Neal proposes tapping tobacco tax for children’s mental health ‘savings plan’
“I saw it as a savings plan that was going to start early. …and we wouldn't have to then have a conversation about how to fill a hole."
Democratic State Sen. Dina Neal is asking state lawmakers to squirrel away $1.6 million a year in preparation for 2026, when federal money allocated to ease the state’s dearth of mental health treatment options for children is expected to run out.
The request originated in the Legislative Interim Committee on Revenue, which voted unanimously last year to tap the tobacco tax to help fund programs currently paid for by the American Rescue Plan.
Senate Bill 95 calls for taking 5% of revenue gleaned from the state’s 30 percent tax on Other Tobacco Products, which is imposed on tobacco and nicotine products other than cigarettes. Currently, the tax generates more than $23 million a year in general fund revenue.
Neal said the state allocated $1.6 million a year in ARPA funds to the Northern Nevada Adolescent Services, and $2.4 million to Southern Nevada Child and Adolescent Services.
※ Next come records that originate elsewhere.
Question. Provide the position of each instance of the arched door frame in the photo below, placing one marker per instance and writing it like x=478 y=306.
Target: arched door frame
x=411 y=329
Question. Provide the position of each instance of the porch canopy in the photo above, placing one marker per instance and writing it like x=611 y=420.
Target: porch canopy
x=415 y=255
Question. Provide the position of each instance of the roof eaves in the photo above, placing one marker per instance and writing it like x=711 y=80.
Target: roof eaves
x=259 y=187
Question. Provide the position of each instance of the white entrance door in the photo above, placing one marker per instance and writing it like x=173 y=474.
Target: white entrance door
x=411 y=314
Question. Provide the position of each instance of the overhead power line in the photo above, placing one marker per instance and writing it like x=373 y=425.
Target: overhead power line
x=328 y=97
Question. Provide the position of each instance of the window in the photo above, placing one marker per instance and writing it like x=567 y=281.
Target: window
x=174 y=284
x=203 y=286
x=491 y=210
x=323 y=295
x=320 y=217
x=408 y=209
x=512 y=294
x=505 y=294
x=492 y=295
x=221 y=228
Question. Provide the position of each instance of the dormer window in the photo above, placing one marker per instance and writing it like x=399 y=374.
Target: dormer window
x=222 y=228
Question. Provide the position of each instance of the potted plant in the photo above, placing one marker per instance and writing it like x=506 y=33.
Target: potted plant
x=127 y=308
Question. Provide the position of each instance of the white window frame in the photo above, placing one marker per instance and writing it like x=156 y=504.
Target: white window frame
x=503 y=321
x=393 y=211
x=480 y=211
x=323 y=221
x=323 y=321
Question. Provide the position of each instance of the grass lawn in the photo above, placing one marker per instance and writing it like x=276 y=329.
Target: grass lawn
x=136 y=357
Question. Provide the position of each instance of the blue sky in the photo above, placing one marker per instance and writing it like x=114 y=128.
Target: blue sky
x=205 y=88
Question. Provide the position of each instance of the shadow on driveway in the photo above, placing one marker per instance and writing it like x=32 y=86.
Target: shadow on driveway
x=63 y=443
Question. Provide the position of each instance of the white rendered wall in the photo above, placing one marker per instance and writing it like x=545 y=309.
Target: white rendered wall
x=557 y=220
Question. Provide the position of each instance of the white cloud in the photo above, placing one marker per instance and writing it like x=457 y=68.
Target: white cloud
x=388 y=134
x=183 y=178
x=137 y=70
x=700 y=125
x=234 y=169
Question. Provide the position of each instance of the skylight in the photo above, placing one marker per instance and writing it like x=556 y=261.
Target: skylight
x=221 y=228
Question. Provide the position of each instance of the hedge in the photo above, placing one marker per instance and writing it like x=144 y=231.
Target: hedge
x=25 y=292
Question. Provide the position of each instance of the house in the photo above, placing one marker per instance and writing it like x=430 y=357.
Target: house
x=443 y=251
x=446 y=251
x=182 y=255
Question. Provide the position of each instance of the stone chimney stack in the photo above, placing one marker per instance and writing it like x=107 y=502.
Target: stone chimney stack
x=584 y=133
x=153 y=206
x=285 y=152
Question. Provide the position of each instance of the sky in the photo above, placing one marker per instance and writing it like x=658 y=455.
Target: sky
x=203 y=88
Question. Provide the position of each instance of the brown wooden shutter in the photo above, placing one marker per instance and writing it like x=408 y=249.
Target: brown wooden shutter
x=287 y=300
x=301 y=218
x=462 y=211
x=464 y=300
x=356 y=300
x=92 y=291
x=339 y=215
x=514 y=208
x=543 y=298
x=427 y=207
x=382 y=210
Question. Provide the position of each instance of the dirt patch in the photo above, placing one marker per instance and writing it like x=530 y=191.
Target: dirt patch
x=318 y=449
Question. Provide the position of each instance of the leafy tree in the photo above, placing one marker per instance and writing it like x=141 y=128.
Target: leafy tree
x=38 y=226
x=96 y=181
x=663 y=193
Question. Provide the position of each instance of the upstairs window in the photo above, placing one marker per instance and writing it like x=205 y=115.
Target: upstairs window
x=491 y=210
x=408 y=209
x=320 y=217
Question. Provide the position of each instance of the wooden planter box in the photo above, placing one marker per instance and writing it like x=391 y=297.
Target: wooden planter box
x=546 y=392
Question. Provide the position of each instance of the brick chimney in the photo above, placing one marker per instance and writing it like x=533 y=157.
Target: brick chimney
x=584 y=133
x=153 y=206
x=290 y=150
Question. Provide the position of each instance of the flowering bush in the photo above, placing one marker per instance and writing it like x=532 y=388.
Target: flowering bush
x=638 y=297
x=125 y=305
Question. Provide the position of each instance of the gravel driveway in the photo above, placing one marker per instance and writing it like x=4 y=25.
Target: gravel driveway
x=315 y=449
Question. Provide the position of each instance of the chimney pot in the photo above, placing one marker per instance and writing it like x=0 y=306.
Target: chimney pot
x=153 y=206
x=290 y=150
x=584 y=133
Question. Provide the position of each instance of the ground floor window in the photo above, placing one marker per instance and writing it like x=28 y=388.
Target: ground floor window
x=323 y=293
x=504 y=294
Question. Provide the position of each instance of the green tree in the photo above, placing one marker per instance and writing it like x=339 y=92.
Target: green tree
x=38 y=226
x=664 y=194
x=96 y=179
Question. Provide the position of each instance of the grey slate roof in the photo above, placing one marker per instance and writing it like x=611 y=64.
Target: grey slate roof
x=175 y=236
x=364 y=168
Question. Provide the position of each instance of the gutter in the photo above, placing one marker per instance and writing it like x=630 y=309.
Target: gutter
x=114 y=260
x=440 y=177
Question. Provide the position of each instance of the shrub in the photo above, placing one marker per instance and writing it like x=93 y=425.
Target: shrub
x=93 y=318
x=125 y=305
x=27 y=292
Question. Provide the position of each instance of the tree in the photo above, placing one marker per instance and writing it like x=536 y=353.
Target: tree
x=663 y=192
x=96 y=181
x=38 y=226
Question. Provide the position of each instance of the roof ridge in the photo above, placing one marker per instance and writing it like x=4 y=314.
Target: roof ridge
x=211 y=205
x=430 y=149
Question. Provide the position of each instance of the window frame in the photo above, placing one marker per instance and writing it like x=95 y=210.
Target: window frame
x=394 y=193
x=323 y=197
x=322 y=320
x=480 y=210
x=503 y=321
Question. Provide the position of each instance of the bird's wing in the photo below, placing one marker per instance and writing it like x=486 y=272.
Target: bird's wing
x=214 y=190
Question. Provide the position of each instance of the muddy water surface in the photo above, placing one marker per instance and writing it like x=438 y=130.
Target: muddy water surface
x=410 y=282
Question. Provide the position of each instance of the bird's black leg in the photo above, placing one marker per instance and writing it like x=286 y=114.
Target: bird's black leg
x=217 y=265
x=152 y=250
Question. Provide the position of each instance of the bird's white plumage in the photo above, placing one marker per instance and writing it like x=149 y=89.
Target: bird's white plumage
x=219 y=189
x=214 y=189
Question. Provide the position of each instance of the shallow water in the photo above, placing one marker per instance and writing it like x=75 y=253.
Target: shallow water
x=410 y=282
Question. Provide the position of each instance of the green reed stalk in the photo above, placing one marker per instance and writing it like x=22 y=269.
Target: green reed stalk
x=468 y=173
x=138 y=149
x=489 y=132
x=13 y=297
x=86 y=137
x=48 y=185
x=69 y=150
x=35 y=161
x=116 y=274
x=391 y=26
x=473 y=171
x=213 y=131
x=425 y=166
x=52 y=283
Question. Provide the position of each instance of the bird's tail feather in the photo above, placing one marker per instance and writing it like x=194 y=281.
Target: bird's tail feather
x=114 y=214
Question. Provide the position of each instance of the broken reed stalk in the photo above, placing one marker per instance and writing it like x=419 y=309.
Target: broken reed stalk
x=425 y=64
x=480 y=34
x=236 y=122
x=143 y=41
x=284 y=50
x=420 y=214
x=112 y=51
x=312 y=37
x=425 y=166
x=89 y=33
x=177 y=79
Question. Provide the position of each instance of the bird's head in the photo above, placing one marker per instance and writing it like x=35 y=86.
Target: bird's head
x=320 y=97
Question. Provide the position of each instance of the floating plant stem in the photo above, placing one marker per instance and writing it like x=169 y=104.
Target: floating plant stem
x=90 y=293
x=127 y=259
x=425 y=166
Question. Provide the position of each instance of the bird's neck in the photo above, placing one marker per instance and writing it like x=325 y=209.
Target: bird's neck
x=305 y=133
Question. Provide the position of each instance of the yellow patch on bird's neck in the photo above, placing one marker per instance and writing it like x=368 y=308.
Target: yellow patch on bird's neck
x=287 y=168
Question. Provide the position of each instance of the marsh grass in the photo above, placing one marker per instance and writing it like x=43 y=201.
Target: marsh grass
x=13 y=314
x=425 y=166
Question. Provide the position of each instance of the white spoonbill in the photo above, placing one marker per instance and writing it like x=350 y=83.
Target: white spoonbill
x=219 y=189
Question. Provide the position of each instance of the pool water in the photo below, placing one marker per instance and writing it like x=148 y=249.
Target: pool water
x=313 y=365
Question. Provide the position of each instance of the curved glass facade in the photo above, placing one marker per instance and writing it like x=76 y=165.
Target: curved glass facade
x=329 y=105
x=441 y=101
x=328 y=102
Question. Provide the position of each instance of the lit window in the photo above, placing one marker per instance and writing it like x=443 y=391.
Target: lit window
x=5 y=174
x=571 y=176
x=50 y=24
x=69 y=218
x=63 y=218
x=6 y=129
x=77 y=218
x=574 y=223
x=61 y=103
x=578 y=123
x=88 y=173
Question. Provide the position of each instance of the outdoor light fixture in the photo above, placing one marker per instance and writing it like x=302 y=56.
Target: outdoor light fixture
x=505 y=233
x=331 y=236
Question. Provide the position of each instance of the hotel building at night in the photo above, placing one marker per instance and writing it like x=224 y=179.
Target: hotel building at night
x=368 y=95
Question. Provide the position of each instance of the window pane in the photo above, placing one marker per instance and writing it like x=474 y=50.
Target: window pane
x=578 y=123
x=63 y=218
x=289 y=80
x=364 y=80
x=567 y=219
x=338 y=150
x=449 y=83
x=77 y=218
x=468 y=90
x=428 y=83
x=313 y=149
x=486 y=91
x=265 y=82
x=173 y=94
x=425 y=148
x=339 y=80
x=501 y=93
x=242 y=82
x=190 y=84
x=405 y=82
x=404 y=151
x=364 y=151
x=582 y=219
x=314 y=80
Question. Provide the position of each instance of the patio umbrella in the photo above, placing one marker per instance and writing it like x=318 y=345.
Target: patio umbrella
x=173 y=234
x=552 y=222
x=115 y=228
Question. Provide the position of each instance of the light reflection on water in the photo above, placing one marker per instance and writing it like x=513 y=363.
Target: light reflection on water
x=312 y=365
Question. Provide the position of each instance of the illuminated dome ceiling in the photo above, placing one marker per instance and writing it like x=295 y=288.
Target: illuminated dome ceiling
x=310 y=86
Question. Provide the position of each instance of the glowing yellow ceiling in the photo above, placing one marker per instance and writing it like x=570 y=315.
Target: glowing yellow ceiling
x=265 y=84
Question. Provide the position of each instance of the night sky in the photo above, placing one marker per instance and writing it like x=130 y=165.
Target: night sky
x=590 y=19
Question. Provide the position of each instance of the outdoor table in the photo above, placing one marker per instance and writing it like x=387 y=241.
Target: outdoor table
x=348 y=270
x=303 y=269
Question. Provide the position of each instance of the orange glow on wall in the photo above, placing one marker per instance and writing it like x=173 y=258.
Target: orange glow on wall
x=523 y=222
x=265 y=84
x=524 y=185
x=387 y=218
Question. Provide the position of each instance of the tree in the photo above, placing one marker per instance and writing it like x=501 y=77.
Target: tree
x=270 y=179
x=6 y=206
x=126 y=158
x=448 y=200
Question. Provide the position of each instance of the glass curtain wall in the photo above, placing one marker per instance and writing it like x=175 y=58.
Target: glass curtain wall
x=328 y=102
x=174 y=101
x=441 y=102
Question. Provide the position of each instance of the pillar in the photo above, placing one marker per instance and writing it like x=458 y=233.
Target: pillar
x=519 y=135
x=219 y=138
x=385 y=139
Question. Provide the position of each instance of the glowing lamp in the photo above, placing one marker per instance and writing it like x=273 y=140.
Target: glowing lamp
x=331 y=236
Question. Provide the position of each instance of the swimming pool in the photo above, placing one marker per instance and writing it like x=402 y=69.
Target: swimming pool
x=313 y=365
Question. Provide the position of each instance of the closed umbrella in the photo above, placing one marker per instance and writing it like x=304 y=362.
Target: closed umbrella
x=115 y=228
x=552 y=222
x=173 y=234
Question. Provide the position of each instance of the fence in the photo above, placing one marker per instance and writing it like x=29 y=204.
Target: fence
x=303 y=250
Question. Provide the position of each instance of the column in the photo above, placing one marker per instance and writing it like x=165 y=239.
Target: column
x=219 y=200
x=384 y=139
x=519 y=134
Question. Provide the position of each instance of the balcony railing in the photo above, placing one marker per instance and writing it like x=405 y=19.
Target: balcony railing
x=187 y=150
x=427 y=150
“Knowing that our money was going to eventually evaporate by ‘26, the plan was to bring a bill that would allow $1.6 million to accrue up until 2026, so that any ARPA funding that was being used, there wouldn’t be a loss or gap in that funding,” Neal said during a hearing Thursday before the Senate Committee on Revenue and Economic Development, which she chairs. “I saw it as a savings plan that was going to start early. …and we wouldn’t have to then have a conversation about how to fill a hole.”
There was no testimony in opposition to the measure.
“I think everybody recognizes the importance of children’s mental health and making sure we get funding for that,” said State Sen. Heidi Gansert, a Republican.
A Department of Justice investigation determined last year that Nevada is institutionalizing children out-of-state for lack of in-state options.